Fieldwork took place in Tunisia in April 2009, in Morocco (April 2010, April 2011, June 2012, March 2013), and in Algeria in May 2014. The laboratory work was carried out at the Botany Laboratory and the Herbarium of the University of Aveiro. In the first expeditions, Paulo Silveira worked alone. From June 2012, the PhD student Ana Carla Gonçalves began to participate as part of the taxonomic revision of the genus during her PhD under the supervision of Paulo Silveira.

Although the most recent disclosure of this lengthy work is from 2023, the teacher and researcher explain that a new species is not usually announced immediately after its discovery, but only after it has been thoroughly studied and published, both of which are time-consuming tasks. Until the results are published, confidentiality is maintained.

The Importance of Fieldwork

Not all of these species are mountain-specific, although most are: from the Tazekka mountains in the Middle Atlas, through the Rif and Bokoya in Morocco, to Djurjura in Algeria. Calendula suffruticosa subsp. boccoyana, for example, although named after the Bokoya mountains, can appear at relatively low altitudes, on coastal reefs. “It was very important to engage with the morphological variability of Calendula genus plants in the field, as there are variations within certain populations that are not taxonomically relevant and complicate analysis if the study is conducted only in the herbarium, where specimens are out of the context of their respective population,” notes Paulo Silveira. “In most cases, the differences are subtle, especially in the case of the new subspecies,” he says.

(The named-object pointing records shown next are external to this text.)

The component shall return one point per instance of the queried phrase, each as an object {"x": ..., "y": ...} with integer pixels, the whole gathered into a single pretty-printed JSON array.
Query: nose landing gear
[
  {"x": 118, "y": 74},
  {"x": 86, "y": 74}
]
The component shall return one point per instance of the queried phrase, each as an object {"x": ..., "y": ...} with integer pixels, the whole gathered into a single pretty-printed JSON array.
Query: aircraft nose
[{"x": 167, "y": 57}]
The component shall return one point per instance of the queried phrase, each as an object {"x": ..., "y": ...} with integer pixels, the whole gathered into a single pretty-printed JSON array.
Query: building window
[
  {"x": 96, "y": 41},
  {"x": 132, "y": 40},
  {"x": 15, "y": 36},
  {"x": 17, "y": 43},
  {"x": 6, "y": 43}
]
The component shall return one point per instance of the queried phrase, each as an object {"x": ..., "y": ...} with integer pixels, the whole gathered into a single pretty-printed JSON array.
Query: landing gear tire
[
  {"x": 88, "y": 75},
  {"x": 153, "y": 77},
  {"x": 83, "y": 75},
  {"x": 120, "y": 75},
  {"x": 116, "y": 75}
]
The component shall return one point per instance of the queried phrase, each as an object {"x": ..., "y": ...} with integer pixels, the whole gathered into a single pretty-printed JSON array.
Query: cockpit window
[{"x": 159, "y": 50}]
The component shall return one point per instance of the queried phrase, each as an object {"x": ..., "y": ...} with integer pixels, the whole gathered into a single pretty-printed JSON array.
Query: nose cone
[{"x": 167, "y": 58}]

The researcher believes that the main reason they had not been discovered or published as new taxa (new species and subspecies) earlier is due to the previously underestimated role of achenes – a type of fruit typically dry, originating from one or more carpels, which does not spontaneously open, containing typically one seed – in the taxonomy of the genus, with many herbarium specimens lacking these fruits and thus not being identifiable. Paulo Silveira also adds that there were previously gaps in fieldwork in the region.

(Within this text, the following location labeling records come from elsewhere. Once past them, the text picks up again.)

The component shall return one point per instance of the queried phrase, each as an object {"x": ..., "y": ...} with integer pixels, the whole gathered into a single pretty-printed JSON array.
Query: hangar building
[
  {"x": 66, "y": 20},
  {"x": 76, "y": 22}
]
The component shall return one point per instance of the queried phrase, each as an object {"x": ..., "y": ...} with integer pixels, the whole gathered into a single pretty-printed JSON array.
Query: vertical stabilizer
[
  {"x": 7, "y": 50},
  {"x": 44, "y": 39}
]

The studies were conducted under the projects of the Centre for Environmental and Sea Studies (CESAM) – FCT/MCTES UIDP/50017/2020+UIDB/50017/2020 through national funds – involving Ana Carla Gonçalves’s PhD scholarship from FCT/UNESCO (SFRH/BD/51464/2011) and funding from the European SYNTHESYS program, which made possible visits to herbariums in London. The work developed so far on the taxonomy and karyosystematics of the Calendula genus has resulted in the publication of two chapters in international books and six articles in indexed journals, involving not only a PhD (by Ana Carla Gonçalves) but also two master’s degrees (Sofia Nora and Inês Simão). Karyosystematics is a branch of systematics (scientific classification of living beings) that seeks to determine natural relationships between taxa through the study of karyotypes (the set of chromosomes present in an individual).

There were also several partnerships over the years and different contexts, but

, in terms of taxonomic implications, the collaborations with botanists from the visited countries stand out, such as professors Ahmed Ouhammoud in Morocco (Marrakech), Rachid Amirouche in Algiers (Algeria), and in Portugal: Estrela Figueiredo, currently at Nelson Mandela University (South Africa), Leonor Morais from the Instituto Superior Técnico (ISA, Lisbon), Helena Oliveira, also from CESAM/DBio, João Loureiro and Silvia Castro – both former UA students, currently professors at the University of Coimbra – and the collaboration of professor Jorge Paiva, a retired researcher from the same university.